Tatuajes en las manos
La protagonista de esta escena es una mujer que no habla. Espera, sentada, callada, para hacer algo de todo eso que se hace hoy, desde que el coronavirus es pandemia y la vida es una cosa aún más controlada. Está en una fila, en silencio, pero atenta. Allí escucha. En particular, con atención, a dos mujeres jóvenes que se encuentran a unos metros, la distancia asignada, y hablan acerca de algo que no comprende bien, pero sí que entiende la conclusión a la que llegan cuando la que viste remera blanca, short de jean y esos rulos que tanto le hubieran gustado tener, castaños, bruscos, dice que pensó más de una vez (y la mujer se sorprende) en tatuarse las letras “i” y “d” en las muñecas, según corresponde, para nunca más tener problemas al manejar y confundir la izquierda con la derecha. La joven de rulos, tercos, libres, continúa su explicación y dice algo así, según la mujer: “Listo, no te preocupás más, te mirás las muñecas y ya entendés para dónde doblar, sabés cuál es cuál”.
En la fila, cansada de la espera, la mujer sigue y piensa. describe en su cabeza la posible estrategia como ridícula. Tal vez ríe. Aunque segundos después se ofusca, apenas, porque se piensa y se compara. Es un día sin nubes y el cielo celeste se mancha de brillo, todo trabajo del sol, bien arriba, bien caliente. Porteño como el cemento. Todavía no es su turno así que calla, siempre calla, suele callar de más, y recuerda un regalo que recibió pocos días atrás: un parlante pequeño y blanco que reproduce música tan solo escuchar una voz que lo ordene. Sin teclas que tocar, sin pantallas que prender, sin siquiera un botón de encendido. Entonces se incomoda y piensa en otra escena, una que ocurrió días atrás y que la tiene como protagonista.
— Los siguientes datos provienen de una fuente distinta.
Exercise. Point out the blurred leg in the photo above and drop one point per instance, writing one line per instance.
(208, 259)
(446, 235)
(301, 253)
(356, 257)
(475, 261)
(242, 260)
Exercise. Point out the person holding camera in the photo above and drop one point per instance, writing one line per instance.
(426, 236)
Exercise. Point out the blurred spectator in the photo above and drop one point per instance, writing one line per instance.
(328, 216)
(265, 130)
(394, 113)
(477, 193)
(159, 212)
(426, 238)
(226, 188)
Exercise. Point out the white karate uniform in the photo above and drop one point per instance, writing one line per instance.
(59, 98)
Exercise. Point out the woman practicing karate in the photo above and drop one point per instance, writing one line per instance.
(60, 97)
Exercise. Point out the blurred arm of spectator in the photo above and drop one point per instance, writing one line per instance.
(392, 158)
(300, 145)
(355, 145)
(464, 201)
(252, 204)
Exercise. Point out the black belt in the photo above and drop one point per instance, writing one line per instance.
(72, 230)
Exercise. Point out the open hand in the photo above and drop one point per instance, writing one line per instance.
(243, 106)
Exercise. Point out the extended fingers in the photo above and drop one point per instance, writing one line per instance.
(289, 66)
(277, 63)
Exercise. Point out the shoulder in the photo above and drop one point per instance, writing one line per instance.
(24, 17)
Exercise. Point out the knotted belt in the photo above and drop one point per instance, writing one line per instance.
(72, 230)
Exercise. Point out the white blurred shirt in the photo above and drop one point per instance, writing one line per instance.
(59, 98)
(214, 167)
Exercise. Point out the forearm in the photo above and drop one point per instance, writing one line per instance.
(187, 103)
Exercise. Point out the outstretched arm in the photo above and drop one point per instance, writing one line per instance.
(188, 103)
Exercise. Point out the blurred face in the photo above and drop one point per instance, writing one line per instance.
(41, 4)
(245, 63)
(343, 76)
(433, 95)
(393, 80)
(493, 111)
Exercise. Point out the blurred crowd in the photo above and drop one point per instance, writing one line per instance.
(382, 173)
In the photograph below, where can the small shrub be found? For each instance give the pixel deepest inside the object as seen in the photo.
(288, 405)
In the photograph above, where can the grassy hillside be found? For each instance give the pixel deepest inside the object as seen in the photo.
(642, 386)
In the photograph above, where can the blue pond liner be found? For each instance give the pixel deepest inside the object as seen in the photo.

Fue en un día de semana en medio de unas vacaciones en una ciudad hermosa que además tiene playa. Era lunes o tal vez jueves. No consigue ser precisa pero lo entiende, los días de ocio se parecen tanto y así de iguales son perfectos, como esos bombones de chocolate redondos que su amiga le trajo de un viaje al extranjero y que a ella le hacen pensar en el lujo. Junto a su novio, la mujer había alquilado un auto para recorrer el lugar, pero se había negado a seguir los carteles en las rutas o los mapas en papel. Acostumbrada a una infancia con guías de transporte anilladas que se guardaban detrás del asiento del conductor del vehículo, tomó su celular y activó una aplicación. después solo se dejó guiar por una voz desconocida. Ella y también él. No hicieron más que escuchar y obedecer.
La incomodidad ahora, mientras aguarda, es un leve malestar en el estómago. Es esperable, a la mujer todo lo que le pasa le pasa por el estómago. Todavía en la fila, sin decir palabra, se cuestiona una vez más. Y se preocupa. La alarman las secuencias en las que, sin darse mucha cuenta, empieza a verse como aquellos que no comprende, a actuar igual, a decir las mismas cosas, a usar las mismas cosas, como aquellos, esos que pocas veces aprueba, que pasan los días como en automático, como en una jaula, como el agua del mar que avanza desde el océano, desde el centro, hacia la orilla y cae y rompe sobre las rocas, la arena, y luego vuelve atrás para recobrar la fuerza y repetir todo de nuevo. Para siempre. Hermosa pero fatal.
La incomodidad de la mujer, que espera sin excusas, bajo el sol que lastima, es una pequeña revelación. Es más. Es la certeza de que cada vez hace menos. Es la lista de todo eso que dejó de hacer. Y es un peligro, porque cada día calcula menos, suma menos, lee menos, escribe menos, busca menos. Pero hace caso. A una aplicación, a la voz de un hombre al que nunca le vio la cara, a un robot, al celular. O a unas letras tatuadas, por qué no. Como la chica de los rulos.